Researchers and practitioners have recently reframed powerful Large Language Models (LLMs) as agents, enabling them to automate complex tasks largely via the use of specialized functions. To facilitate the development of LLM agents, we present a novel paradigm of training LLM agents without modifying the LLM weights, which is particularly useful when the LLMs are difficult or inaccessible for modifications. Inspired by how humans continuously forge tools to adapt to real-world tasks, rather than change our biological structure to fit a static set of tools, we propose to progressively forge agent's functions to better solve the downstream tasks instead of modifying the LLM weights. By treating the functions as learnable `agent parameters' and leveraging the fundamental idea of model training in artificial intelligence, we develop AgentOptimizer that employs the LLM to update agents' functions and devise an agent training algorithm with two strategies, roll-back, and early-stop, to streamline the training process. With extensive experiments, we showcase that the agent training paradigm could significantly improve the performance of representative LLM agents in various downstream tasks. We also study the behavior of the agent training regarding aspects like the learning curve and domain transferability.

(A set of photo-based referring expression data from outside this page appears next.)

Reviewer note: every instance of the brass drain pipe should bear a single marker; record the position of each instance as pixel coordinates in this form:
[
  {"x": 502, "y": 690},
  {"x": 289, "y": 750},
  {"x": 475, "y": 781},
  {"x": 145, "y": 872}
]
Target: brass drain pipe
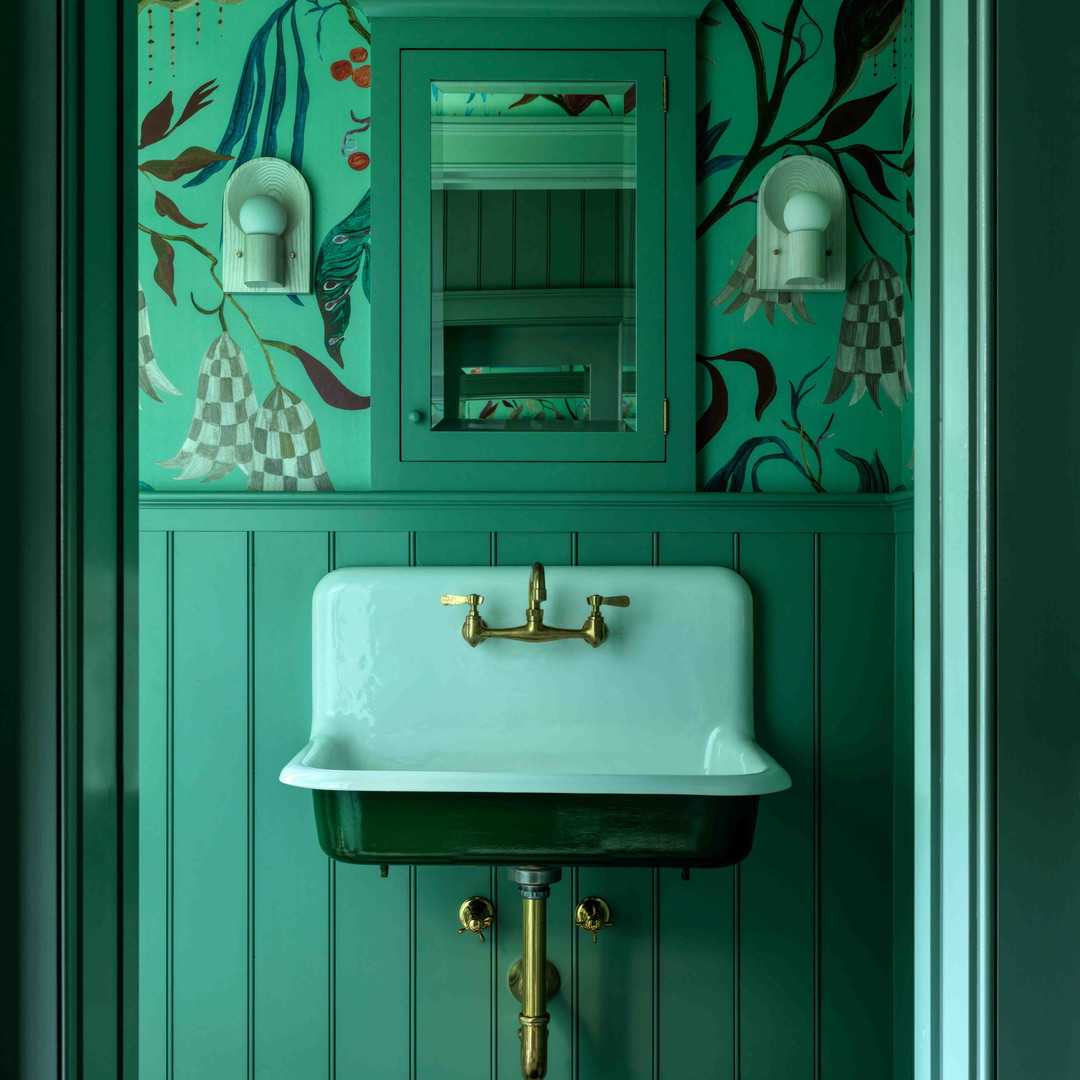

翻译：研究人员和实践者近期将强大的大型语言模型重新定义为智能体，使其能够主要通过专用函数的调用来自动完成复杂任务。为促进大语言模型智能体的开发，我们提出了一种无需修改大语言模型权重的智能体训练新范式，该方法特别适用于难以修改或无法访问的大语言模型场景。受人类持续打造工具以适应现实任务（而非改变生物结构以适应固定工具集）这一现象的启发，我们提出通过渐进式锻造智能体的函数集来优化下游任务解决能力，而非修改大语言模型权重。通过将函数视为可学习的"智能体参数"，并借鉴人工智能中模型训练的核心思想，我们开发了利用大语言模型更新智能体函数的AgentOptimizer工具，并设计了一套包含回滚和早停两种策略的智能体训练算法以简化训练流程。大量实验表明，该智能体训练范式能显著提升代表性大语言模型智能体在各类下游任务中的表现。我们还从学习曲线和领域迁移性等角度深入研究了智能体训练的行为特性。